As the majority of Earth’s energy is received at the tropics the region has huge potential to trigger and/or amplify climate change. Elucidating the role of the tropics in global climate change is essential to constraining future climate trajectories. In particular, new understandings are needed on the relationship between climate change in tropical and extra-tropical regions, and the role of ‘tropical’ forcing in causing ice ages, and abrupt climate variability. There is now compelling evidence for major shifts in tropical temperature and precipitation during the Holocene and particularly over the last few millennia, and this has challenged the prevailing view of tropical climate stability during this time. However, the timing, magnitude and expression of these climate perturbations are highly variable, especially across South America.

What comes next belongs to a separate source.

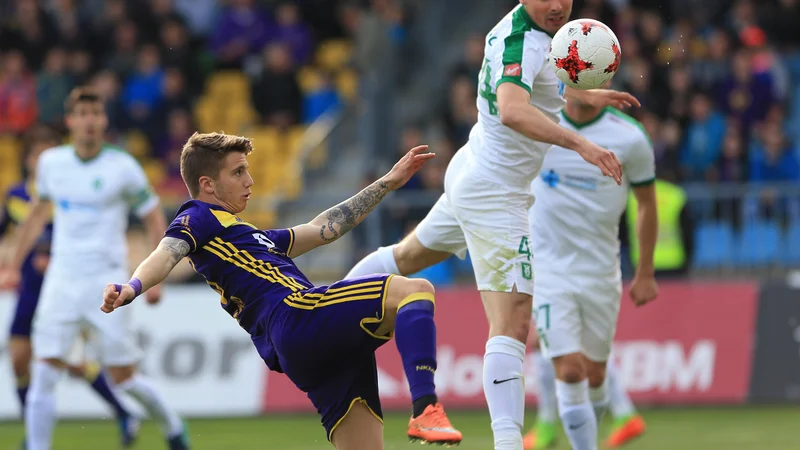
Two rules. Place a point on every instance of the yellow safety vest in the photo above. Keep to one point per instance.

Lake sediments are widely accessible natural archives of environmental change in the Andes and they have the potential to provide insights into both long-(millennial) and short-term (decadal) changes in climate. In the tropical Andes, palaeolimnological records have provided evidence of changes in the El Nino Southern Oscillation (ENSO), palaeohydrology and South American monsoon; demonstrating that climate is highly dynamic and modulated by both Pacific and Atlantic Oceans.

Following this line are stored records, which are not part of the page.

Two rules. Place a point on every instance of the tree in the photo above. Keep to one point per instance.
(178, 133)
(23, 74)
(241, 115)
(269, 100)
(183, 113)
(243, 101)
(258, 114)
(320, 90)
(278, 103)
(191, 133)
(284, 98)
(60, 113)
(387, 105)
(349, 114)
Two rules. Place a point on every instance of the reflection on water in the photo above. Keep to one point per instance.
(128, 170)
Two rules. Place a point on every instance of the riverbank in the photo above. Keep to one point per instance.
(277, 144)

The PhD project will target a formerly glaciated region in northern Peru at ~5 degrees S. The student will generate multi-proxy lake sediment records to track ENSO variability over the last 12,000 years, and to provide evidence of palaeohydological changes since deglaciation. As fundamental questions remain about climate variability in the tropical Andes, especially synoptic-scale mechanisms that cause changes in hydroclimate, the studentship will develop answers and insights into the following questions:
1. What is the timing and frequency of ENSO-driven shifts during the late Holocene?
2. What is the magnitude of centennial and millennial-scale climate events since the deglacial?
3. What are the spatio-temporal linkages between ENSO, equatorial Pacific sea surface temperatures and North Atlantic climate variability?